Blueberry and Grasshoppers

“Ook-see-kook-see-koo-la-ma-vee!” Dad is yelling at our irreverent laughter, as we bounce along in his old truck, heading north into the pine lands above the prairie of my childhood. On our way to the Hiawatha Festival, the long, even Minnesota plains highway has buckled into sudden hills, the truck jaunting up and down, and my sister and I are throwing our tiny hands up – the family truck has become a roller coaster.

“Ook-see-kook-see-koo-la-ma-vee! The grasshoppers are gone, it’s Saint Urho’s day!” The legend of Saint Urho, as bellowed happily by Dad, involved an embattled plague of locusts pursued by a giant exemplar, armed with a pitchfork and some irresistibly humorous gibberish. Long ago, Urho drove the insect horde out of Finland because they threatened the grape harvest, and the Finns were so rapturously thankful for the salvation of their wine-making crops, they beatified the brute…or so the story is told by Dad. In other, more esoteric versions, Saint Urho was known to drink large quantities of pungent fish stew, which in turn gave him a supernatural vocal quality. Full of piscine broth and thunderous of voice , the great Saint yelled nonsense and rhymes, shattering the ears of the grasshoppers. They were sent swarming away, holding their heads, toward more quiet and hospitable crops. Still, other versions indicate Saint Urho was simply someone’s joke, a figment conjured from imaginations of some area drinking buddies, more out of jealousy for the Irish Saint Patrick than out of pious observance.

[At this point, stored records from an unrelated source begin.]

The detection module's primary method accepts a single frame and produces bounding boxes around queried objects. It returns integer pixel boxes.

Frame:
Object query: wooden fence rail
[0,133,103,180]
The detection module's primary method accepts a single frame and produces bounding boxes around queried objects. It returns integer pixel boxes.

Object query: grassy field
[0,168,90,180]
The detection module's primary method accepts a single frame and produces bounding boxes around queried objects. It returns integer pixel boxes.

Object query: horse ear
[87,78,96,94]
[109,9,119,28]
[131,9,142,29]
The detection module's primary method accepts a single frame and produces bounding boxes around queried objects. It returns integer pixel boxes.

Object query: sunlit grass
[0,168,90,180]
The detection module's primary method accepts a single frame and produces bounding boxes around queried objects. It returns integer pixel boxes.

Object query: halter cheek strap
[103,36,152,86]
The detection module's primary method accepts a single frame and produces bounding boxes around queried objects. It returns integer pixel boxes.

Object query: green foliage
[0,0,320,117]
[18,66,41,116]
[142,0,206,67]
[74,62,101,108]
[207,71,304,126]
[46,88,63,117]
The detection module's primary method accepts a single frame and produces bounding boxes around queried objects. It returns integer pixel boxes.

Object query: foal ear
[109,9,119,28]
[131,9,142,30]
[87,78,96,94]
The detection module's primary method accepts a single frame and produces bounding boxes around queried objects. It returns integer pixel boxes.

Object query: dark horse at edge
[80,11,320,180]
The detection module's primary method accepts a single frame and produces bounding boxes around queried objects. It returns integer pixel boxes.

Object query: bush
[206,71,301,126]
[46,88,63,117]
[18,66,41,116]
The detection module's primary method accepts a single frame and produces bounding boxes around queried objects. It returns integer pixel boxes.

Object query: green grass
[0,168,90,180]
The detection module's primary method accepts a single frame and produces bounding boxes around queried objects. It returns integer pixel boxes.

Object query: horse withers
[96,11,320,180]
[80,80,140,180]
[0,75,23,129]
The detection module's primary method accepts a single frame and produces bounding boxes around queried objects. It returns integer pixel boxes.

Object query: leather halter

Quixotic, retired exterminator Saint Urho stands at the Gateway to the Pines in caryatid relief, gazing down the quiet highway towards those who approach Menahga. The blueberry town at some point adopted Urho as its patron and protector, and the story was passed down by the jealous Finns who may have dreamed him up. I think of him as a benevolent presence between the birch and pine woods surrounding these fading central Minnesota towns. In Menahga the veracity of the Saint’s tale doesn’t matter, only that his legendary protection is important, even though most everybody there is Lutheran.

Man With Drapes, Misadventures

Man with drapes is called man with drapes because there is not another good name for it. A man stands, picking up some drapes. This was one of the first of my “progressive painting” experiments, in which I worked primarily in charcoal, then liberally applied paint, then alternated back to charcoal, and so forth in a pattern cycle that eventually became “constant revision” and changing of position, color, etc. I searched for a surface full of movement, uncertainty, but also shape and form. Making art this way, it is impossible to know when to stop revising or beginning a new cycle for the piece. At a point, I believe the art tells you when to stop. If the artist feels it is unfinished, then it is up to the viewer to finish it.

Unfortunately for man with drapes, there were very few viewers. This painting featured in a solo show at the now defunct Pi Bar (a MPLS GLBT night club), then hung on my studio’s wall for awhile. When I went to France, the boyfriend of a friend threw it in a dumpster after they had a fight. A loyal girlfriend of mine drove to the suburbs to rescue the piece, which was returned to me upon my return from France, months later. Man with drapes hung happily on my studio apartment wall for a time, and it was the favorite painting of my then long-distance boyfriend. When we broke up, I was maudlin. I piled all things that reminded me of him into a box, including a tiny plastic christmas tree, and this painting. I had ripped it from its stretcher and rolled up the canvas, shoving all into a box. I was going to send everything to him, but instead the box sat in my closet for over a year. Much later, in a purging mood, I decided to throw out the box. I had forgotten man with drapes was there entombed, and didn’t bother to remove the layers of packing tape securing the carton’s edges. Ultimately, man with drapes met his end in a crappy neighborhood dumpster, and is now lying buried under a trash heap, I presume.

Reckless abandonment of art is a shame, I have learned, because instead of anybody finishing it at all, it winds up finished by a dump truck! This is the only surviving image of that painting left. Le sigh… Original size was 4 ft x 5ft, acrylic on hand-built and -stretched canvas.